The Government's Task Force on education presents, on the face of it, a compelling case for radical reform.
The Tomorrow's School's Regime has been in place for 30 years with very mixed results.
It has not championed education as the" great leveller" in society or been a guarantor that your local school would provide even a basic" no frills" quality education for every child.
Clearly and sadly it is failed on both scores particularly for Māori and Pacific students and those requiring learning support.
The Task Force's resounding message is that autonomy, competition and localised school success must give way to equity for all, collaboration and benign centralised control.
It is hard to argue with such sentiments, but in reality, neither ideology is a complete recipe for success on its own, nor should the debate cast them as mutually exclusive.

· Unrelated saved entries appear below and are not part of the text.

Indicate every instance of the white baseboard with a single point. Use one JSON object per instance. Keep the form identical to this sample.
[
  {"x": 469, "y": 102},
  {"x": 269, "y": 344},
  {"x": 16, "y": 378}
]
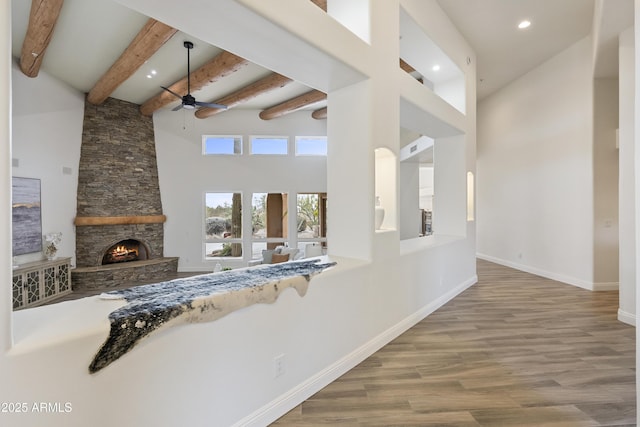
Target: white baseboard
[
  {"x": 289, "y": 400},
  {"x": 628, "y": 318},
  {"x": 591, "y": 286}
]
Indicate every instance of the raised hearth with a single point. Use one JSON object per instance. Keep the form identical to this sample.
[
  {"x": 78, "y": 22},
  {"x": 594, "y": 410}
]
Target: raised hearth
[
  {"x": 110, "y": 276},
  {"x": 119, "y": 220}
]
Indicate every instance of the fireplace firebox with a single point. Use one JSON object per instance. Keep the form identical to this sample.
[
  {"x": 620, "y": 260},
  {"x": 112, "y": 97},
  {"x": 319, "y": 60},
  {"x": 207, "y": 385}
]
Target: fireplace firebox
[{"x": 125, "y": 251}]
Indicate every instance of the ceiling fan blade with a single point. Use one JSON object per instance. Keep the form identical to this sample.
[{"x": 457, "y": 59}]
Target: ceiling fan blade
[
  {"x": 211, "y": 105},
  {"x": 171, "y": 92}
]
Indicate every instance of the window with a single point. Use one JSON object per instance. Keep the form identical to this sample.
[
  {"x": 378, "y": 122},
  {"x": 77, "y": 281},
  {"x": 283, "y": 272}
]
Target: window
[
  {"x": 223, "y": 225},
  {"x": 311, "y": 145},
  {"x": 220, "y": 144},
  {"x": 311, "y": 216},
  {"x": 270, "y": 145},
  {"x": 268, "y": 221}
]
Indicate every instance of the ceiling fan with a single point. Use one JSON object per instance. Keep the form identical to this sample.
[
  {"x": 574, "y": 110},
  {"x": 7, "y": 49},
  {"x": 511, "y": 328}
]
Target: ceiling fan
[{"x": 188, "y": 101}]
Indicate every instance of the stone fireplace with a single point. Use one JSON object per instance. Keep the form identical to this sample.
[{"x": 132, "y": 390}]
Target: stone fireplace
[
  {"x": 119, "y": 221},
  {"x": 125, "y": 251}
]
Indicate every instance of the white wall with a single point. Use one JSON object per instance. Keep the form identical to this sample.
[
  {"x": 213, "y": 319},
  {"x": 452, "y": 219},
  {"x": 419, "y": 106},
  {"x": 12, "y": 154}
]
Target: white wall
[
  {"x": 535, "y": 173},
  {"x": 49, "y": 151},
  {"x": 605, "y": 183},
  {"x": 222, "y": 372},
  {"x": 627, "y": 189},
  {"x": 186, "y": 175}
]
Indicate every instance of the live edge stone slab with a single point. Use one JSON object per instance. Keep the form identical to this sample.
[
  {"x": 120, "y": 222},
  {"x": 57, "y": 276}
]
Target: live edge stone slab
[{"x": 197, "y": 299}]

Tomorrow's Schools has run its course, but there are elements that are worth retaining such as allowing high performing principals the freedom to lead a school without the bureaucratic red tape of an Education Hub.
The report is rightly adamant it wants to end the culture of "winner and losers schools" where children miss out on life opportunities based on school choice.
The risk, however, is that if the reforms are not carefully thought through and implemented, we could end up with just loser schools with the exception of private schools, which are already eyeing up an expanding market share.
Some of the key issues and questions that need to be tested during the consultation phase next year include:
1. The New Zealand state school system enjoys a rich diversity including single-sex, integrated, co-educational and kura. Parents believe they have a fundamental right to send their child to a school which aligns with their religious, cultural and philosophical worldview.
Will parents be forced to send their child to the local school or be refused enrolment at a school some distance away which accords more closely with their personal values?
2. School principals struggle now to get expert, coherent, and timely advice on legal, financial, property, health and safety and dispute resolution matters. There is a serious recruitment and retention issue across the entire Education Sector. How are the Education Hubs going to fill the void of experts they are going to need?
3. It is acknowledged that some schools do not follow due process and ignore the principles of natural justice when suspending students. There is also no effective appeal process for parents to challenge a schools' decision. A schools' disciplinary code, however, reflects the standards and values of that local school community. Should schools retain the ultimate right to exclude or expel a student or as proposed, this power be given to an Education Hub official who does not live in the community or understand its values and standards?
4. As the former President of the Secondary School Principal's Association Of New Zealand for three years, I saw firsthand the innovation, creativity and entrepreneurship of many schools, albeit confined to the individual schools. With the shift to standardisation, how will we prevent the Education Hubs from sucking the capacity out of schools to be enterprising trailblazers for themselves and other schools?
5. Principal's remuneration is currently incentivised by moving from small lower decile schools to larger, higher decile schools. If we are serious about "equity" should a principal's salary be calculated on the magnitude of the challenges a school faces and what "added value" they bring to the school rather than the size and wealth of a school?
6. Schools respond and adapt to whatever external measures are used to assess them. If it is League Tables, then some schools will engage in questionable enrolment practices, curriculum offerings and forms of assessment. Should the reforms add new measures of success for schools such as well-being, key competencies, soft skills, progress of the student and meaningful pathways beyond school rather than just NCEA results?
7. As the Chairman of Schools International Education Business Association of New Zealand responsible for international students in schools I know they are more than just a "cash cow". The spending of international students through homestays and retailers contributes millions to regional economies. Principals often use the money to support equity by employing Teacher Aides for students with learning needs. Has the task force carefully considered proposed changes to international students on our local and national economy, New Zealand's place in the international community as well as the cultural and language benefits to our own students?
The Task Force is to be applauded for presenting radical reforms since tinkering with the system in the past has had dismal results.
A radical approach though brave comes with significant risks as we saw with Tomorrow's Schools.
It is our collective responsibility to dive deep into the detail of these proposed reforms and ask the difficult questions flushing out the devil's lurking in these recommendations.
If we had done this with Tomorrow's Schools 30 years ago, perhaps we would not be contemplating such a radical shake-up.
* Patrick Walsh is the principal of John Paul College and the former president of the Secondary Principals Association Of New Zealand.